Night owls can become early birds
A new study published in The Journal of Biological and Medical Rhythm Research indicated that while genetics and behavior play a role in our chronotypes, it is possible to shift these patterns over time, with potential benefits not just for sleep quality, but also academic success. This is particularly true in students who successfully transitioned from being night owls to morning larks. The study showed that evening types were more likely to have behaviors that delay bedtimes, shorten sleep duration, and worsen sleep quality. While observing over the course of the academic semester, some students reported a shift in their chronotype, which was linked to behavioral changes, improved sleep health, and higher GPAs. Researchers also noted that common sleep hygiene tips, such as avoiding electronics and caffeine near bedtime, and reducing long daytime naps can help in the transition from evening-type to morning-type sleep patterns.
Do octopuses dream?
In a laboratory in New York, scientists filmed an octopus exhibiting strange behaviors that they think could be reactions to nightmares. Over the course of a month, researchers watched as the octopus appeared to jolt out of a restful sleep and thrash around, in a behavior that seemed almost like the animal was suffering from a sleep disorder.
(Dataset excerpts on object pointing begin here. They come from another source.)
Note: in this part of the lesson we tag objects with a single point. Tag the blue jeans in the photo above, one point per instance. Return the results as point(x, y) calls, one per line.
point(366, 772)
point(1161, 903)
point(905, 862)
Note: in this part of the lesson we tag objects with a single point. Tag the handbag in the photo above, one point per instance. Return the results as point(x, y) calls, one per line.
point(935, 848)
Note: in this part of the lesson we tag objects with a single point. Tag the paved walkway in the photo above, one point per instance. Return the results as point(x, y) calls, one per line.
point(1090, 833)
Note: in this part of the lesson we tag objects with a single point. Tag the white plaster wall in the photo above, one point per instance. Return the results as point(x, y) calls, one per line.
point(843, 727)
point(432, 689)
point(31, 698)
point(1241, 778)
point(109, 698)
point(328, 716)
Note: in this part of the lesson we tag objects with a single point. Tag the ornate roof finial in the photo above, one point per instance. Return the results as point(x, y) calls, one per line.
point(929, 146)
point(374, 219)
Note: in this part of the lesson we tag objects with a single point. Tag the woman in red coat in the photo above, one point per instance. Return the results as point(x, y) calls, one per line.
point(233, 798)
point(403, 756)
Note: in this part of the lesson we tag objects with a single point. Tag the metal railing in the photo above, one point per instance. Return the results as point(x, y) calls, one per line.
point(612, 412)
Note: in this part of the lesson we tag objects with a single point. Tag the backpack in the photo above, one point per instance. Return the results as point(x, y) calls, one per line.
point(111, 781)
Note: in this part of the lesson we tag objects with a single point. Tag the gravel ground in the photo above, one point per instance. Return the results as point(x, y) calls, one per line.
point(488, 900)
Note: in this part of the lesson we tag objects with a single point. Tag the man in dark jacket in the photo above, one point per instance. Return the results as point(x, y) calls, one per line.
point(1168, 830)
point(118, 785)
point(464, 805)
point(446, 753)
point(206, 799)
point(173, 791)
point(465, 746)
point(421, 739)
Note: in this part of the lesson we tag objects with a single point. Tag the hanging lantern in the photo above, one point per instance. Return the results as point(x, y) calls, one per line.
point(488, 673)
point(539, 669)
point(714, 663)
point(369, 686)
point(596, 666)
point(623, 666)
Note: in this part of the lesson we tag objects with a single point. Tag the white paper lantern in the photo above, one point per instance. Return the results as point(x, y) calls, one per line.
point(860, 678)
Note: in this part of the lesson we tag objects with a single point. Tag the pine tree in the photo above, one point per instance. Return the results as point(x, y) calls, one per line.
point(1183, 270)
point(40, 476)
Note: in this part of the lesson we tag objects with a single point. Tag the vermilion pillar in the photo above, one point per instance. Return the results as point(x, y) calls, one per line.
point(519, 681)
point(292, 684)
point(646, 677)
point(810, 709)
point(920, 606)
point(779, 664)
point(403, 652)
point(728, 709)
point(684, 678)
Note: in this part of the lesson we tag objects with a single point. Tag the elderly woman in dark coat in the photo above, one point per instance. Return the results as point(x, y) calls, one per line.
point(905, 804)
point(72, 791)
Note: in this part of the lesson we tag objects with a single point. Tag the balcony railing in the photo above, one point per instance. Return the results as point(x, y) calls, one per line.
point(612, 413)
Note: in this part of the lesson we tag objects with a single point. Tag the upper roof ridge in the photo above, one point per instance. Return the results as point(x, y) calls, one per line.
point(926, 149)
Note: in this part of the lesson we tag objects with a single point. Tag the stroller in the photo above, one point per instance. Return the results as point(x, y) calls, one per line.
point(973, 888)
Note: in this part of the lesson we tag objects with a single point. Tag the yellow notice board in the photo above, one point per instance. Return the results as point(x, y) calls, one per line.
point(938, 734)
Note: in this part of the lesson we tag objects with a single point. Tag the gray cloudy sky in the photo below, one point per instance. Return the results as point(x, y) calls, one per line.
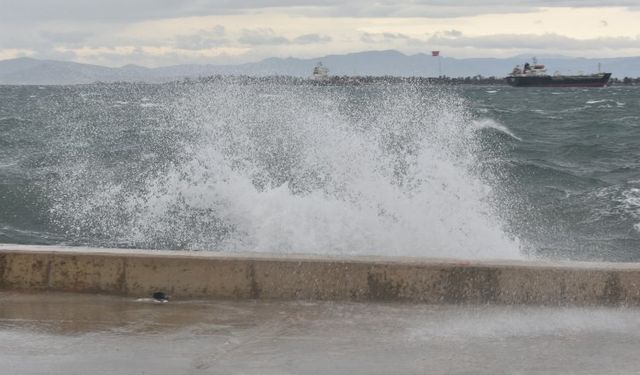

While researchers are still in the early stages of studying this behavior, they did note that some of these behaviors are similar to what an octopus might do when encountering a predator in the wild, which led them to believe it was exhibiting “a form of parasomnia.” Because not much is known about the neuroscience of octopuses and other cephalopods, researchers hope this video helps expand what is known about how cephalopods sleep.
Miley Cyrus prioritizes quality sleep
Clarifying comments published in “British Vogue” about no longer touring, rock star Miley Cyrus took to Twitter this week with a highly relatable argument. Prioritizing her quality of life, Cyrus wrote, “I just don’t want to sleep on a moving bus.” As our own Dr. Chris Winter experienced, sleep and life on a bus can be rough.